As with much demagoguery, there is a tiny kernel of worth inside Newt's position. Two in fact.

First, kids are trained from an early age to be consumers of education, part of their overall training to be American Consumers of Chinese Made Goods. Many teachers and some school systems work against this "you're an empty vessel, I'll fill you up" kind of education, denounced 100 years ago by Vermonter John Dewey. I think all aspects of public education - leaving content out for a moment - would be enhanced by the kids feeling some ownership of their educational situation. Don't fire the janitors, instead make them teachers of environmental stewardship. The kids should be sweeping and dusting and mowing every day. Not just for pay, Newt - for learning.

Once again this is hardly a novel concept, Doctor Montessori's ideas along these lines came to the USA a century ago, as Dewey's theories were unfolding.

Geese on the Morning Marsh, High Tide
What the kids learn by working in their schools is that members of communities are interdependent, there is joy in being important to everyone, and that people can find deep satisfaction experiencing the concrete results of their work. I'm not talking about kids becoming bread winners, and it's ridiculous to fire the janitors - who are well qualified to maintain the schools while teaching responsibility and good work habits.

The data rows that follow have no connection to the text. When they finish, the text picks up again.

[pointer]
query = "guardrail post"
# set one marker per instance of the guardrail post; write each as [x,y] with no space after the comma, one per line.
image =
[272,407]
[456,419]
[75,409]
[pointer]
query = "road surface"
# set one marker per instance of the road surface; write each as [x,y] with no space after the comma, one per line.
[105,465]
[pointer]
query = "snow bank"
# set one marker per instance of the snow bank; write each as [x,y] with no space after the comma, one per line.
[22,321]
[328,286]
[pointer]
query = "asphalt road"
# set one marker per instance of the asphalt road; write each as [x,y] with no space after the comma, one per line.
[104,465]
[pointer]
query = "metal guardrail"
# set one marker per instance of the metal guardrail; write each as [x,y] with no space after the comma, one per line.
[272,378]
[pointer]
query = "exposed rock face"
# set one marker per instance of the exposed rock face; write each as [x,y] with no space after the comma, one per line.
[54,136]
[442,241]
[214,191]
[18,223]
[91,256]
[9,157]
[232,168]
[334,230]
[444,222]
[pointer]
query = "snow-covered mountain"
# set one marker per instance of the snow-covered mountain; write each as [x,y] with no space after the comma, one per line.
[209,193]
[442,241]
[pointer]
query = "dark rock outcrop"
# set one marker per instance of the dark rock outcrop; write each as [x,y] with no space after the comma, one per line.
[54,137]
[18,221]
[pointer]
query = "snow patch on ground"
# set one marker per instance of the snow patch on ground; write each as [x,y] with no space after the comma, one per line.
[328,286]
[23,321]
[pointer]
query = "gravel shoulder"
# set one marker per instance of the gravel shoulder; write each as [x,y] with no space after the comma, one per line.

Second, work for pay is also a good thing, even for children. I worked for food in the school cafeteria starting in junior high, and then for Miss Heathcote and others in high school - to fund independence. Not iTunes or $150 sneakers - freedom and autonomy. How can we do this without displacing grownups in low-wage jobs, including people here from other countries who may be supporting half a village on what they earn clipping our hedges?

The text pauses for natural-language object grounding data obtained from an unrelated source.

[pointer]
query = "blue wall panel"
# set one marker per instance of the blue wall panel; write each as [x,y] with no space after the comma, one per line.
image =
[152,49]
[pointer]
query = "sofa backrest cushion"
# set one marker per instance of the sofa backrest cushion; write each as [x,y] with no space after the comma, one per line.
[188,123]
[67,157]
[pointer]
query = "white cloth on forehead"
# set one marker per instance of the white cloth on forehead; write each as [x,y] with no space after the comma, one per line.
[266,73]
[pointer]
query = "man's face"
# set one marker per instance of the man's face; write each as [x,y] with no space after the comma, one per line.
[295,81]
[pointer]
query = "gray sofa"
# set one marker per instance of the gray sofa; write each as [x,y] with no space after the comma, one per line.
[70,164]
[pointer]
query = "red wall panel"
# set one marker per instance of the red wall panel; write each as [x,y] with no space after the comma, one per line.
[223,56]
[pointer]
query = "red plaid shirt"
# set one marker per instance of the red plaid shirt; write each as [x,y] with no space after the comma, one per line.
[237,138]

OK here it comes, one more excursion into the past: let's look to John Maynard Keynes, who died nine months after I was born. And the many people who made his ideas manifest in the world, again like our friend Frances Perkins and her pal Roosevelt. This means government as the employer of last resort, government as the bulwark against wild economic fluctuations, government as the ultimate supporter of those who pay for it, and government as protection from the greedy and powerful companies in banking, finance and investment. Nowadays, the fiscal conservatives who run our country, ranging from President Obama to our buddy Newt, reject just about all of these ideas, except for pathetic vestiges like TARP.

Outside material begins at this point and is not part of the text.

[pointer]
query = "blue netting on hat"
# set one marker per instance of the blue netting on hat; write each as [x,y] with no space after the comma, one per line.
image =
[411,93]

These people, to put it simply, prefer letting unregulated corporations run things, instead of governments we vote for. Me? I want the WPA. That's a serviceable framework for restoring independence and dignity to millions of out-of-work people in our unhappy country. I favor jobs provided to benefit the public through the provision of honorable work, as well as the goods and services thus created. In this context, we can put kids to work: as part of an inclusive labor policy that protects adult work, prevents exploitation of children, and allows kids to learn how to work. 

I'm kind of impatient with people who cite bad experiences with government as a reason to do away with it. If something doesn't work, fix it - don't toss it out. Why do the people who tolerate Shell Oil and Walmart and Goldman Sachs want to scrap the government they pay for and vote for? It doesn't make sense to advocate abolishing the very entity that protects you from corporate excess - unless you're the handmaiden of those very corporations, who want to run amuck unfettered.

Norby is Not An Advocate of More Work
And that brings us full circle to ol' Newt.